Conformational Ensembles from Experimental Data

and Computer Simulations

Poster Abstracts

144 

107-POS

Board 27

Combining Small Angle X-ray Scattering Experiments with Accelerated Molecular

Dynamics Simulations to Determine the Conformational Ensemble of Tri-ubiquitin Chains

Jeff Wereszczynski

.

Illinois Institute of Technology, Chicago, IL, USA.

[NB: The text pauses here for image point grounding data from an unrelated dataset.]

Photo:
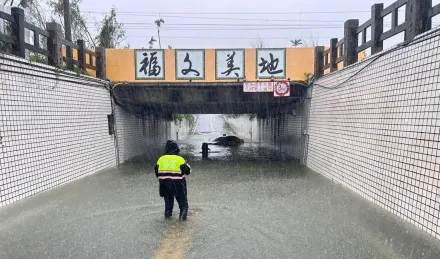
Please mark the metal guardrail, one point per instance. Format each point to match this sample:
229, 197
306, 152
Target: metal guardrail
417, 20
86, 59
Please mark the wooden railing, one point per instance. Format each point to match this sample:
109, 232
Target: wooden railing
86, 59
417, 20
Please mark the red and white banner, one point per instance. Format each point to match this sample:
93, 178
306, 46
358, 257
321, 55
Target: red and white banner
256, 87
281, 88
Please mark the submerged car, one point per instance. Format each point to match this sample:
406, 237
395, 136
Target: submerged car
227, 141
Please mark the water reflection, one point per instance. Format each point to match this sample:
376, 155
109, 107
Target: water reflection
212, 126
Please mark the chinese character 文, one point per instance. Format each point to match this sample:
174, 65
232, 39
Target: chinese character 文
231, 67
150, 67
270, 66
189, 69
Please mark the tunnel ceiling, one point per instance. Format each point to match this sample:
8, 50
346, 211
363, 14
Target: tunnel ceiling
203, 98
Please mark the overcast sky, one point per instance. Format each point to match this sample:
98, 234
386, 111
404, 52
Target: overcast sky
233, 23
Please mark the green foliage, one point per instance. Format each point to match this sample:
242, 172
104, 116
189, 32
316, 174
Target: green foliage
78, 21
296, 43
111, 32
38, 58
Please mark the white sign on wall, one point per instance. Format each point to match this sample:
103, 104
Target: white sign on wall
257, 87
150, 64
271, 63
281, 88
229, 64
190, 64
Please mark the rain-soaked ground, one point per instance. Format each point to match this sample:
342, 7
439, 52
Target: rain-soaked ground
240, 207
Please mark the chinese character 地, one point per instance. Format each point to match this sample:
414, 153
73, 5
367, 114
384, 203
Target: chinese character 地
150, 66
270, 66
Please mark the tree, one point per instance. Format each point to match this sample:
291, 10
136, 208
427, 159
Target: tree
111, 32
79, 27
151, 42
296, 43
158, 22
258, 43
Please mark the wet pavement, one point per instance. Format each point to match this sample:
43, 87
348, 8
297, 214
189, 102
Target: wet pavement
240, 207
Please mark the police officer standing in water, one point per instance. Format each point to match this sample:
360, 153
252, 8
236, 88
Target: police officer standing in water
171, 170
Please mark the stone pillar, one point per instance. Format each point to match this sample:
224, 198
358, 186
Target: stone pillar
19, 48
376, 28
100, 63
350, 42
54, 44
319, 61
81, 55
333, 55
417, 18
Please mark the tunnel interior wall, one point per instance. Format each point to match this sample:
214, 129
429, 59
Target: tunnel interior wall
283, 132
375, 128
144, 135
139, 135
53, 128
180, 130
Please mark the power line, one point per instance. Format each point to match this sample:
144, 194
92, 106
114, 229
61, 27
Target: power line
234, 29
199, 17
233, 13
225, 38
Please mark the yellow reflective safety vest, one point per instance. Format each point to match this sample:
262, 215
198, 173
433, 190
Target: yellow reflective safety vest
169, 167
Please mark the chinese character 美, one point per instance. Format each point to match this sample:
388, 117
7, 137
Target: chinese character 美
270, 66
231, 67
152, 65
188, 70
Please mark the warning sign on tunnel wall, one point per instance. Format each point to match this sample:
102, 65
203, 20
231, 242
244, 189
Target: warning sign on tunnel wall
281, 88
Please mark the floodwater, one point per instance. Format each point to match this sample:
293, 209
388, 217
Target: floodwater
240, 207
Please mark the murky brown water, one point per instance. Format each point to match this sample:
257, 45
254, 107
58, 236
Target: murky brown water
246, 202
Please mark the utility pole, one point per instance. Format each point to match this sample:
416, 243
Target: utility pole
67, 21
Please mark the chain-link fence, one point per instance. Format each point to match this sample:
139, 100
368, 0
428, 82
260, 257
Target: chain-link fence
375, 128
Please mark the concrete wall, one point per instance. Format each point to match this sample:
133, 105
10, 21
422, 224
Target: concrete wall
179, 130
121, 65
53, 128
378, 132
144, 135
284, 133
139, 136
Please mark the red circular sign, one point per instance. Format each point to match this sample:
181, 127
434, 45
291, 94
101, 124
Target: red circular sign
282, 88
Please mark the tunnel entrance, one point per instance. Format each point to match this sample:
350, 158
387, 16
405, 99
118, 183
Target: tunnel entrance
270, 127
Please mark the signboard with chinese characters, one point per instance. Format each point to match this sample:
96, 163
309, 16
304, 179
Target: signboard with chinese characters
281, 88
257, 87
229, 64
271, 63
190, 64
150, 64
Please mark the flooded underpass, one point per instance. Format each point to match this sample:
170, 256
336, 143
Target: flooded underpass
248, 201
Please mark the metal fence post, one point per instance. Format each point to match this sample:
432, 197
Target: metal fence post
417, 18
81, 55
100, 63
54, 44
350, 42
376, 28
333, 54
319, 61
19, 49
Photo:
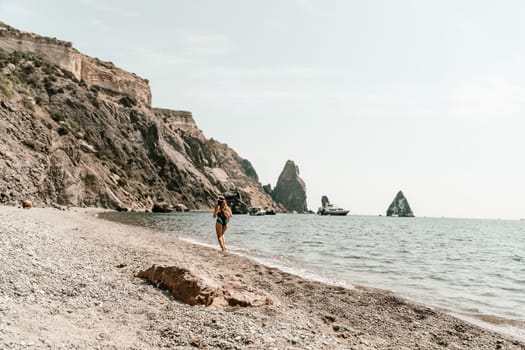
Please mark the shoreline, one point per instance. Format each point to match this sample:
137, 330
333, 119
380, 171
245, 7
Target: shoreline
61, 287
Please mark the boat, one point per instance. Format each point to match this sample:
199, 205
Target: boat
256, 211
330, 209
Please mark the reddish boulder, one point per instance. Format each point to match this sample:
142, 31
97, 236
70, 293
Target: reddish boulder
202, 289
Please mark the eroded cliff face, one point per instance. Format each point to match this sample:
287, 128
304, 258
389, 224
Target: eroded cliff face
92, 71
66, 141
290, 190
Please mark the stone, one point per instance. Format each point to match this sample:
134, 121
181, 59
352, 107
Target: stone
235, 202
161, 207
399, 207
180, 207
195, 288
290, 190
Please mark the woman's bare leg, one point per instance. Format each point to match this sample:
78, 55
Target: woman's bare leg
224, 228
220, 235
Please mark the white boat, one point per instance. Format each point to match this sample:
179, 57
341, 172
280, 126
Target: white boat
256, 211
329, 209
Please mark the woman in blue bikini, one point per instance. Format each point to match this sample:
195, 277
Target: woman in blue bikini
222, 213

Small angle X-ray scattering (SAXS) has become an increasingly popular structural technique

for characterizing the ensemble of solution states of flexible biomolecules. However, data

resulting from SAXS is typically noisy and low-dimensional and may therefore be difficult to

interpret without additional structural knowledge. In principle, this information can be provided

by molecular dynamics (MD) simulation, but conventional MD trajectories rarely sample

sufficient phase space to probe the range of structures that contribute to the observed

experimental data. Accelerated MD (aMD) can overcome these sampling inadequacies by

introducing a bias to the underlying energy landscape that lowers the height of energy barriers

and encourages conformational transitions, albeit at the cost of distorting the Boltzmann

distribution of states. Here, we present a method for combining the results of aMD simulations

with experimental SAXS data to accurately model the relative populations of representative

solution states. Scattering states are first identified from aMD trajectories, and their populations

are then re-weighted against empirical data through a Bayesian Monte Carlo approach. Special

care is taken to avoid ensemble over-fitting by iteratively considering increasing subsets of

scattering states along with the associated Akaike Information Criterion, and by reducing

experimental data to the Shannon sampling limit. We apply this technique to several ubiquitin

trimers and find that aMD trajectories typically outperform conventional MD simulations in both

goodness-of-fit and model convergence speed. Furthermore, we observe that different ubiquitin

linkages yield distinct ensembles, which points to their unique roles in biological signaling.

These methods are being implemented in the “SASSIE” webserver, which aims to provide an

easy-to-use modeling interface for interpreting data from scattering experiments.